Sunday, July 18, 2021

Smarty and the Nasty Gluttons - Part 3 (bootblock for the boxed game)

Preface

Continuing from where we left off in the post #2 on Smarty and the Nasty Gluttons.. this post is about the floppy disk bootblock used in the boxed version of the game. There will be a follow-up post going through the online ADF version bootblock once I get around to do it. It is a bit involved. The latter bootblock contains encrypted data and a protection. We received reports from folks using FPGA based Amiga emulators that the game does not boot.. well.. the ADF version bootblock requires exact emulation of the mc680x0 hardware and obviously those FPGA emulators do not have such ;-) The boxed game bootblock is not encrypted or obfuscated in any way.


The boxed game bootblock

This post contains a lot of source code as it is easier to explain certain things directly from the code. Since the whole release process of a boxed Amiga game in 2020s is an "act of love" or a serious hobby at best the fine line between what makes sense and what not is meaningless. Therefore, the bootblock contains geek things just  for "because we can" and "I had to try it" reasons.

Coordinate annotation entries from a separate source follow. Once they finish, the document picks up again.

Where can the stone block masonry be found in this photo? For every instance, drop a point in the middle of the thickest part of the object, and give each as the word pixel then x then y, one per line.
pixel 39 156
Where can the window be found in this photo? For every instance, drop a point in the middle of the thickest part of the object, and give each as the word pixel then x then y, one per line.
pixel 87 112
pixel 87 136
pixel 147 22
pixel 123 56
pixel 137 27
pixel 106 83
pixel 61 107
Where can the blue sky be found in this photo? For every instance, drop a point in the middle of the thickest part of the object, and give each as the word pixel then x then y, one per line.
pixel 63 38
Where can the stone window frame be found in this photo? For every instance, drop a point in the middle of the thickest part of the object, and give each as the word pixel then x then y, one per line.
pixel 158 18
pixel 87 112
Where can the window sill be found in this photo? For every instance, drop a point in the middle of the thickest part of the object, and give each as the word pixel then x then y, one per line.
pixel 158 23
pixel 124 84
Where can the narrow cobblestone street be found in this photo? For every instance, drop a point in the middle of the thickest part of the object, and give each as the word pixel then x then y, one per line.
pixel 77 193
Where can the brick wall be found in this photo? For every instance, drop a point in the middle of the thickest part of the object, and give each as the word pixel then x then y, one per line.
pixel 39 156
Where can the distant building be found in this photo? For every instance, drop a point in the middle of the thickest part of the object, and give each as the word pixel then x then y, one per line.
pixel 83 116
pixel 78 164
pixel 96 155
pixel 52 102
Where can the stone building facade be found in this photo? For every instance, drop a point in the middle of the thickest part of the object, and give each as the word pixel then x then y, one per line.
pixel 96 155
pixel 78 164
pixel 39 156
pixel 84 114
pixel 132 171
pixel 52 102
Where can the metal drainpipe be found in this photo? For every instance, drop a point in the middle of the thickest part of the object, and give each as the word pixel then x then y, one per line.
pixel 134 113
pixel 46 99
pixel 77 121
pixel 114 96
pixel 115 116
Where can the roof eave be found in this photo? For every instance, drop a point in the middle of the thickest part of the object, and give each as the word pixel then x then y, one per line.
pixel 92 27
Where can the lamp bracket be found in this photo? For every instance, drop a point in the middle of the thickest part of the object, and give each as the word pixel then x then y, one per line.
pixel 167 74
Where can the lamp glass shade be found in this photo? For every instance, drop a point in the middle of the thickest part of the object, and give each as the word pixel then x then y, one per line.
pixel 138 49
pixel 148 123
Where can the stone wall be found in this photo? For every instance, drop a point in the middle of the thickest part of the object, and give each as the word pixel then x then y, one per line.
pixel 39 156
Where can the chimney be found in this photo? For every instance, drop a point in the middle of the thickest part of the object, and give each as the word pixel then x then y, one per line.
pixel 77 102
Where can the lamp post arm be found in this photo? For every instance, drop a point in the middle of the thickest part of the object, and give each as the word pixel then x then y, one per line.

In comparison to the ADF version bootblock the boxed game bootblock does not contain a minimal FFS file loader for loading the second stage file loader program. Instead, the floppy disk layout is mastered (by hand) in a way that the all data sectors of the Amiga DOS file containing the second stage loader start immediately after the bootblock sectors. So when the bootblock code rereads itself from the floppy (using trackdisk.device) it purposely reads past the bootblock to also get the secondary loader compressed file into the memory. The bootblock has the S405 decompressor in it so we can now decompress the second stage FFS file loader and jump into it.

The other geek or useful things added to the bootblock include:

  • Booting and playing the game from any disk drive, not just DF0:. And furthermore, this also works on any Kickstart, not just on 2.x or newer. There's a hack'ish example code for that.
  • The bootblock content starts from offset 4, not the standard 12. This involves generating such bootblock content that the checksum is exactly what we want it to be ;-) There's an example code how to generate a bootblock checksum with a  predefined content.
  • Using code embedded into perfectly readable ASCII text messages.


Generating bootblock checksums with a desired content

To fully understand the checksum code below look at the bootblock source itself. It is later in this post. The main idea here is that we first calculate the normal bootblock checksum and subtract the value of the "desired checksum value" from that. The difference then is placed somewhere in the bootblock and then recalculate the checksum. Now the checksum becomes to the value we wanted it to be. I must thank Ross @EAB getting me to think about this. His superb one disk trainer (which, btw has a superb trainer intro as well ;-) for the Smarty and the Nasty Glutton had this thing. That man is full of crazy ideas!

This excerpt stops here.